You can get around this by some degree by adding ‘alt tags’ to your images as previously discussed, but it’s never quite as predictable for effective search engine spidering as plain old text.
What if I Don’t Like the Look of Text Navigational Menus?
It doesn’t matter if you want to keep your existing image or ‘flash’-based navigational menus, though. The secret for appealing to both your users and search engines is to use both navigational methods. But they don’t have to be next to each other. Your text-based menus can be at the bottom of each page – your website users don’t have to use them.

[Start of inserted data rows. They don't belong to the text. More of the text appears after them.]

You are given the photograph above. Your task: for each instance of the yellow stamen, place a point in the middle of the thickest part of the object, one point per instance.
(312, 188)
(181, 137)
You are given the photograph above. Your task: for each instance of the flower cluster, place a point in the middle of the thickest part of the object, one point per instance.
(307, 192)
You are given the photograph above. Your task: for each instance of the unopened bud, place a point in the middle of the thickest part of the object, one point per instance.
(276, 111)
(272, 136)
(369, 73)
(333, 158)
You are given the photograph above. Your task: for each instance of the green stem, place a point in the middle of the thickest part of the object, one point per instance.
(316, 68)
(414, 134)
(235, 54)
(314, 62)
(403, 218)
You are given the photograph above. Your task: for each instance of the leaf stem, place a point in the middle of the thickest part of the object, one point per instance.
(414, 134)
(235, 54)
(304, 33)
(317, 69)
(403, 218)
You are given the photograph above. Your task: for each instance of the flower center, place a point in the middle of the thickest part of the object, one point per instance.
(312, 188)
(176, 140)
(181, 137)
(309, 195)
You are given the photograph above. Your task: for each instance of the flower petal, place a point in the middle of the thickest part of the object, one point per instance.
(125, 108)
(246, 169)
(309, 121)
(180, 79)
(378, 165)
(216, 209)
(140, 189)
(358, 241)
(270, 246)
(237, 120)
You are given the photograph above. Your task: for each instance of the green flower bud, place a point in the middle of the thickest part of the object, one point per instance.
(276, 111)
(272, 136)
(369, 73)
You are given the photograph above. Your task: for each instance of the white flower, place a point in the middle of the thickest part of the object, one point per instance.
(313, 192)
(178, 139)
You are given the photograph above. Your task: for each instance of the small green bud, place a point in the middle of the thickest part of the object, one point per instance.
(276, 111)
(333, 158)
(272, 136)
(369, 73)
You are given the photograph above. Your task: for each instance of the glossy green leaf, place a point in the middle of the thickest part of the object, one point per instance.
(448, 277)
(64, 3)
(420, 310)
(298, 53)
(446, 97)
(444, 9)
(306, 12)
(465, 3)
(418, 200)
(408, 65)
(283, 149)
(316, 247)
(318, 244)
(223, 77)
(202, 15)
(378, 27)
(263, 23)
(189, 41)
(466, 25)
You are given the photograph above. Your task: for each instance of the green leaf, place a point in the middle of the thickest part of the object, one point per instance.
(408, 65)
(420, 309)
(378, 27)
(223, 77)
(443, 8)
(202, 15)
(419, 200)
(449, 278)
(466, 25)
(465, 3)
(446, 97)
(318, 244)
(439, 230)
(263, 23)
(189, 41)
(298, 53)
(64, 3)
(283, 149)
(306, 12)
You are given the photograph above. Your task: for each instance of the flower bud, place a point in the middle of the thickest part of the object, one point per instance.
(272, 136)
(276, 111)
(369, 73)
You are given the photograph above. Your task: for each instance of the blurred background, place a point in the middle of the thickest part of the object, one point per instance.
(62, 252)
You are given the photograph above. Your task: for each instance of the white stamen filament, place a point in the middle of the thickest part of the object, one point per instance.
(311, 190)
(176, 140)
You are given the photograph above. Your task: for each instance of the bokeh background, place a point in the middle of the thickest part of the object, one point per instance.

If you have a look at the website, BuildYourOwnBusiness.biz, you will see that all the pages can be accessed by using the drop-down menus on the home page. Those are the navigational links that the users will tend to use. However, the 28 business article genres also all have text links at the bottom of each page. This makes these pages very easy to be found by search engines.
Question: What text should your text based navigational links contain?
Answer: The keyword-phrase for the page that you’re linking to.
For example, on the website BuildYourOwnBusiness.biz, one of the text links at the bottom of each page is linking to www.buildyourownbusiness.biz/cat/index/36/Entrepreneur-Articles.php using the keyword phrase, ‘Entrepreneur Articles’.
As mentioned above, you don’t have to have your text-based navigational links near the top of the page for your website users. This is probably a good thing because then the people using your website won’t get confused by having to click on lengthy text links in order to find their way around your website.
This is another good example of ensuring that your website is designed with both physical users and search engines in mind. It also demonstrates that both purposes can live together at ease if a reasonable amount of thought is spent on the design process.
Future website design has to evolve. It is crazy that most people who order the design of a website are simply left with a physical product. Buyers need to be a lot more in control of the website design process in the future. Designers have to ensure that this is the case by having the ability to consult on their client’s current and future business strategy instead of just offering an ‘out of the box’ solution. Only then will search engine optimisation after the completion of the website design be a thing of the past.